Termina depoimento de Anna Carolina a juiz; Alexandre será ouvido
da Folha Online
O depoimento de Anna Carolina Jatobá, 24, madrasta da menina Isabella Nardoni, terminou por volta das 17h30 desta quarta-feira. Ela prestou depoimento ao juiz Maurício Fossen, do 2º Tribunal do Júri, no fórum de Santana, zona norte de São Paulo. Na seqüência, Alexandre Nardoni, 29, pai da menina, será ouvido pelo magistrado, que decretou a prisão preventiva do casal.
Na última parte do depoimento, Anna Carolina foi questionada pela Promotoria sobre seu relacionamento com Alexandre. Questionada sobre o motivo pelo qual o pai de Isabella não falou sobre as brigas do casal à investigação, Anna Carolina disse que podia ser "por vergonha".
A acusação também perguntou à madrasta sobre a fidelidade do marido, se ele já havia cometido alguma traição. "Só ele [Alexandre] pode responder. É a dúvida que fica em mim", afirmou Anna Carolina durante o interrogatório.
A madrasta de Isabella chorou durante o seu depoimento nos momentos em que falava sobre a menina. Somente nos momentos em que falava sobre o relacionamento com Alexandre, ela parava de chorar.
Ciúmes
Jatobá admitiu que tinha muito ciúme de Ana Carolina Oliveira, mãe da Isabella e ex-namorada de Alexandre, mas não por causa da garota, e sim por que ambas têm o mesmo nome e são parecidas, na opinião dela.

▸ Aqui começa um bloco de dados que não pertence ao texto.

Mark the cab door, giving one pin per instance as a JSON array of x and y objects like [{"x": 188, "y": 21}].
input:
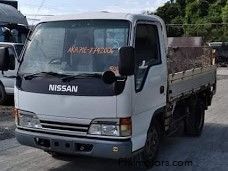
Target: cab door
[{"x": 150, "y": 78}]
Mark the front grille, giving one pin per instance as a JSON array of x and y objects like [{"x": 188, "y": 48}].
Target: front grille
[{"x": 62, "y": 126}]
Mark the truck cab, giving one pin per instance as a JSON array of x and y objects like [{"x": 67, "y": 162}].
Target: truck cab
[
  {"x": 96, "y": 84},
  {"x": 13, "y": 34}
]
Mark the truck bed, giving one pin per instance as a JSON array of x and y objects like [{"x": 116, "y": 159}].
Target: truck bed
[{"x": 186, "y": 82}]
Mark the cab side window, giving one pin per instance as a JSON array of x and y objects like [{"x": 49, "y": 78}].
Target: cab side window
[{"x": 147, "y": 52}]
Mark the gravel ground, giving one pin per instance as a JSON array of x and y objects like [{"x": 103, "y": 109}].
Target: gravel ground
[{"x": 208, "y": 152}]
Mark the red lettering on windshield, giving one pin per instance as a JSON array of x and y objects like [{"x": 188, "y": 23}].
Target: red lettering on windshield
[{"x": 88, "y": 50}]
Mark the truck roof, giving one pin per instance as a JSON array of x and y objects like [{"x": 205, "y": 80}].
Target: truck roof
[
  {"x": 9, "y": 14},
  {"x": 111, "y": 16},
  {"x": 101, "y": 15}
]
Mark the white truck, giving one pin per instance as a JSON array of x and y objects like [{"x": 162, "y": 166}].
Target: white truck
[
  {"x": 97, "y": 84},
  {"x": 13, "y": 34}
]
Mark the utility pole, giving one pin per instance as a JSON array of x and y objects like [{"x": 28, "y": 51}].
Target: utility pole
[{"x": 9, "y": 2}]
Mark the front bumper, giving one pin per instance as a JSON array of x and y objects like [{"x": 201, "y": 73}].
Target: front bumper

"Sempre perguntava para o Alexandre: 'Você ainda gosta dela?' Ele respondia que não", disse Jatobá. O ciúme só diminuiu, segundo a madrasta, quando nasceu Pietro, primeiro filho dela e de Alexandre.
Gênio
"Meio geniosa" e "de personalidade forte". Foi assim que Jatobá se definiu diante do juiz. Ela relatou que seu pai a havia aconselhado a procurar um médico porque parecia muito estressada.
Jatobá disse que acatou a sugestão, e um médico receitou a ela o antidepressivo e ansiolítico Lexapro. O tratamento não foi adiante porque o remédio era muito caro. A madrasta afirmou que comprou uma versão mais barata do remédio, mas mesmo assim só o tomou duas vezes "porque dava muito sono".
Pressão
A madrasta afirmou que os policiais e a delegada Renata Pontes a pressionaram nas horas seguintes ao crime para que ela incriminasse o marido. "Vou colocar você numa [prisão] temporária, você não tem faculdade, o Alexandre tem. Você não tem noção do que é cair numa prisão", teria dito Pontes, segundo a acusada.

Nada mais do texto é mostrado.